Relegate al ruolo di “rustici” o "street food" l'eccellenza di cui tutti i ragusani ne vanno fierissimi le focacce o scacci, sono, invece, vere e proprie pietanze che riescono a coprire le esigenze di un pasto completo. I ripieni possono essere tra i più vari: la classica con pomodoro e caciocavallo ragusano oppure con cipolla e pomodoro, con ricotta e salsiccia, con broccoli o spinaci e altro ancora. Non mancano poi le ‘mpanate con carne (agnello, pollo o tacchino) o pesce (anguilla o palombo), in genere riservate nei giorni di pasqua.

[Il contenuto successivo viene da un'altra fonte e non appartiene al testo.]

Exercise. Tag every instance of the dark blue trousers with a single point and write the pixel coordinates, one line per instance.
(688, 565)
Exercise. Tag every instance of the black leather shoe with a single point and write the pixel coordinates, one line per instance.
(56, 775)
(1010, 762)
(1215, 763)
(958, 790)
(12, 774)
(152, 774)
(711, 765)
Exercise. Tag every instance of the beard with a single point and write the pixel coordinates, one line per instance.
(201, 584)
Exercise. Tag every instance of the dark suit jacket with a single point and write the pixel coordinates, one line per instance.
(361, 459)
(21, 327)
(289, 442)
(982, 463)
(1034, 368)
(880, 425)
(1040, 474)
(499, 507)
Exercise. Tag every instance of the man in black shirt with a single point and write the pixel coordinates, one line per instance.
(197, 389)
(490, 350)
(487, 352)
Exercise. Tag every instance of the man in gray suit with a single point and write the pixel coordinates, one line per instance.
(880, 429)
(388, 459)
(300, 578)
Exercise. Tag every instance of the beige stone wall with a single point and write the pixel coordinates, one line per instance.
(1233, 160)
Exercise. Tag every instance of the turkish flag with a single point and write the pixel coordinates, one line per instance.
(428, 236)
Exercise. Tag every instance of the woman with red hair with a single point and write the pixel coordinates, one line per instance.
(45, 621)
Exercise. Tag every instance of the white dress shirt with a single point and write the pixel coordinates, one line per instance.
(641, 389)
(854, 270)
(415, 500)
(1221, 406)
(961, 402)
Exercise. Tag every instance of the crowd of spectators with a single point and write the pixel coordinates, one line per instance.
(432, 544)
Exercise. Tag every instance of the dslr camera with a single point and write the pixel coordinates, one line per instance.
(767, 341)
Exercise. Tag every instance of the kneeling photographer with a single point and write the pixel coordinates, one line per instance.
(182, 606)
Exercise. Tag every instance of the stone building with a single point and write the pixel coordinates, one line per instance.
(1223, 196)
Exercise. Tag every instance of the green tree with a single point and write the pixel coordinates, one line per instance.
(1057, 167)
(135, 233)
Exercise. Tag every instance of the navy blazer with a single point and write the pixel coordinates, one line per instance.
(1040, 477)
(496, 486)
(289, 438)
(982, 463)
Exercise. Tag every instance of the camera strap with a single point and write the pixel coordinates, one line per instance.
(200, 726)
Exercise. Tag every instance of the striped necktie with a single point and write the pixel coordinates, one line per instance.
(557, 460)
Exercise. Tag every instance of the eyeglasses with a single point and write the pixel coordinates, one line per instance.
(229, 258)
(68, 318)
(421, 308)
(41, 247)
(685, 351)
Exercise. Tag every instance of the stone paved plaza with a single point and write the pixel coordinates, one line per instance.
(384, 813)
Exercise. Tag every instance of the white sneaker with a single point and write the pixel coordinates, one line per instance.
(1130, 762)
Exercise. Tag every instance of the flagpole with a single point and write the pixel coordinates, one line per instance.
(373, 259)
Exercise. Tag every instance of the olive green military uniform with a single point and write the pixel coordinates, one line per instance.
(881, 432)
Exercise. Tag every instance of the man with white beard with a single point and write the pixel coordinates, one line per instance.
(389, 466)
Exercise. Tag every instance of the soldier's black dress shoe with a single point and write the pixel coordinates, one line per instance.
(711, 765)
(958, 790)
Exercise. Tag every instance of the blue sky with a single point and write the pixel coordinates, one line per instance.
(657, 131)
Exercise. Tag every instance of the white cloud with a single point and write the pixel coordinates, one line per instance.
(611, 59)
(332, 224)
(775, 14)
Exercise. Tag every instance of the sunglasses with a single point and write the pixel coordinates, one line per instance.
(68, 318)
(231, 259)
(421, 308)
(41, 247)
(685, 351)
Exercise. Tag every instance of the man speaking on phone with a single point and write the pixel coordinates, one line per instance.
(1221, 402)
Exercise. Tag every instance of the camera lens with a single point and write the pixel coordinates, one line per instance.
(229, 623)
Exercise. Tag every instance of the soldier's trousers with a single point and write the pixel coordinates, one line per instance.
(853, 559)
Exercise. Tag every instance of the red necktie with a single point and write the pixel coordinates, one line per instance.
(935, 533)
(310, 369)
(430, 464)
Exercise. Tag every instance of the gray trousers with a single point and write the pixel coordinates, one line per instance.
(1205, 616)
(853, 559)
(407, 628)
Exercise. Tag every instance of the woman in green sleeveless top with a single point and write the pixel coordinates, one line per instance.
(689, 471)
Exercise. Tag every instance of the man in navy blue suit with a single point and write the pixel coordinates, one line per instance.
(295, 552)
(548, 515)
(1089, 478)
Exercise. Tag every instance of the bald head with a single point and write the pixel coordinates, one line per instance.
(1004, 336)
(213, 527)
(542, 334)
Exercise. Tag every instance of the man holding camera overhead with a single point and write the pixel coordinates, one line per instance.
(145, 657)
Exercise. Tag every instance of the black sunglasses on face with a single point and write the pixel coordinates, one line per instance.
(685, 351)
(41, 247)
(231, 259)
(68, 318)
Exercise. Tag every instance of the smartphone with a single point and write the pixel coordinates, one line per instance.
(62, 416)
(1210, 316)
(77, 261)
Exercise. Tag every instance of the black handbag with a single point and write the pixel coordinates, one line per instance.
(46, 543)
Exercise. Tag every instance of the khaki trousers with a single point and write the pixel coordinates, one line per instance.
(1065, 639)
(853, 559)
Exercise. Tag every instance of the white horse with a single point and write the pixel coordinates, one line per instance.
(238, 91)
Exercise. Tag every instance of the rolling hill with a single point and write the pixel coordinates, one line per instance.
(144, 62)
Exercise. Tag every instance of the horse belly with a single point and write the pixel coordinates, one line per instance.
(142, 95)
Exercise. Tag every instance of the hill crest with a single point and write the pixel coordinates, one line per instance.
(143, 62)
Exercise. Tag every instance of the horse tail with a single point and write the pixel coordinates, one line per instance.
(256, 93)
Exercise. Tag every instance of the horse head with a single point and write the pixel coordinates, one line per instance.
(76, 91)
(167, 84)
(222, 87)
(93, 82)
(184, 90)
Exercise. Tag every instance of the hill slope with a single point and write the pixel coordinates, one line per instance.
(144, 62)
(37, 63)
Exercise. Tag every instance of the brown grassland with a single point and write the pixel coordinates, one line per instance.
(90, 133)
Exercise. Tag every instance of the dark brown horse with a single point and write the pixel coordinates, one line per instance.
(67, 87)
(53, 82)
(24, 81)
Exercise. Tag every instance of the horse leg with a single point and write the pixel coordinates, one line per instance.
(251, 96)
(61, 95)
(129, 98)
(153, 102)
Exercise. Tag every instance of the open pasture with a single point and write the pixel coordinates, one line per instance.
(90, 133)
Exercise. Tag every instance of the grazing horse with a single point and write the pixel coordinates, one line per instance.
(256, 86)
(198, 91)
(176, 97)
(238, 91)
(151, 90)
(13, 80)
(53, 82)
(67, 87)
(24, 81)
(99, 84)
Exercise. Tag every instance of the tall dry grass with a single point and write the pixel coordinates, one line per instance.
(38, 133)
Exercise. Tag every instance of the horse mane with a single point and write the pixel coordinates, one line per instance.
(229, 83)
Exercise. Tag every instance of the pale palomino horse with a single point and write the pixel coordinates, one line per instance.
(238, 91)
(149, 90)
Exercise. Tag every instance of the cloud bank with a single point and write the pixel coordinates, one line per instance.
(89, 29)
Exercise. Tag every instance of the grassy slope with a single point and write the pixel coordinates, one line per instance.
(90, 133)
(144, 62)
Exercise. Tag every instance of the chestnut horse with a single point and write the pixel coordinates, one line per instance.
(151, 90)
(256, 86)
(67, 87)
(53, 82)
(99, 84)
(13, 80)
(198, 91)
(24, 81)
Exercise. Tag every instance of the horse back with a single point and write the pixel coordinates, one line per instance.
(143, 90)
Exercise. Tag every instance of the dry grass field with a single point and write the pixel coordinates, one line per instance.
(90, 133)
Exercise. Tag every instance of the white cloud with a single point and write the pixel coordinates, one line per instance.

Pachino è città famosa per la produzione del ciliegino, varietà di dolcissimi pomodori a grappoli. E’ possibile reperire anche in zona diverse conserve, quali il pomodoro essiccato o l’estratto, passato di pomodoro quale lo stufato di carne di maiale. I pomodori secchi possono essere serviti ripieni con mollica e, poi, fritti.
 
Nei luoghi di mare, primeggia la “ghiottacon polipo e patate: polipo, già sbollentato e tagliato a pezzetti, fatto cuocere con salsa di pomodoro, aglio, peperoncino e tocchetti di patate. Con il brodo della “ghiotta” si prepara anche pasta o il riso. Ottima la pasta con bottarga o con acciughe salate e mollica; gustoso, infine, il tonno con la cipollata, filetto di tonno rosolato, unito a cipolla e sugo di pomodoro e saltati, poi, insieme in padella.
 
Dalla tipica cottura con forno in pietra proviene anche il pane, dalle forme e dimensioni particolari e dall’inebriante profumo di grano.
 
Ricca è, poi, l’offerta dei dolci, veri e propri giacimenti gastronomici dove la storia ha lasciato, indelebili, le sue tracce. Tanta celebrata è la cioccolata artigianale che si produce Modica secondo ancora la antica lavorazione azteca, così come fu importata dagli spagnoli nel XVII secolo. La cioccolata è impiegata anche assieme ad un trito finissimo di carne per preparare le ‘mpanatigghie, dolci a forma di semiluna. Di origine araba è, invece, la giggiulena, un torrone preparato con semi di sesamo e miele, aromatizzato con scorzette sottili di arance.


 
Non mancherà, di certo, il torrone di mandorle nelle due varietà, abbrustolito e bianco, quest’ultimo prodotto a Giarratana. Largamente utilizzata è la mandorla: dai biscotti ricci, agli amaretti, ai caratteristici passavulanti, biscotti di mandorla abbrustolita, a dolci di riposto, pasticcino di pasta reale ricoperti di una colorata glassa di zucchero. A base di mandorle tritate è anche il biancomangiare, dolce preparato con amido, acqua e zucchero, lasciato rapprendere e servito come dessert alla fine di un pasto.
 
L’intenso aroma e sapore del miele di carrubo, che qui trova la sua esclusiva zona di produzione, è esaltato nei tipici mustazzola di Scicli, preparati con un impasto di farina e miele o vino cotto, farciti con trito di mandorle e cosparse abbondantemente con miele e polvere di cannella. Biscotti a forma di “esse” sono, invece, i nucatoli a Modica e i mucatoli di Ragusa, ripieni di un trito di fichi secchi, noci, mandorla e miele. Con mosto d’uva e farina si prepara la mostarda; versata dentro le forme di terracotta e lasciata asciugare al sole si consumerà come la più celebre marmellata di cotogne.
 
A base di crema o di ricotta sono, poi, i cannoli e le teste di turco, grandi bigné che una volta assumevano le dimensioni di una piccola testa.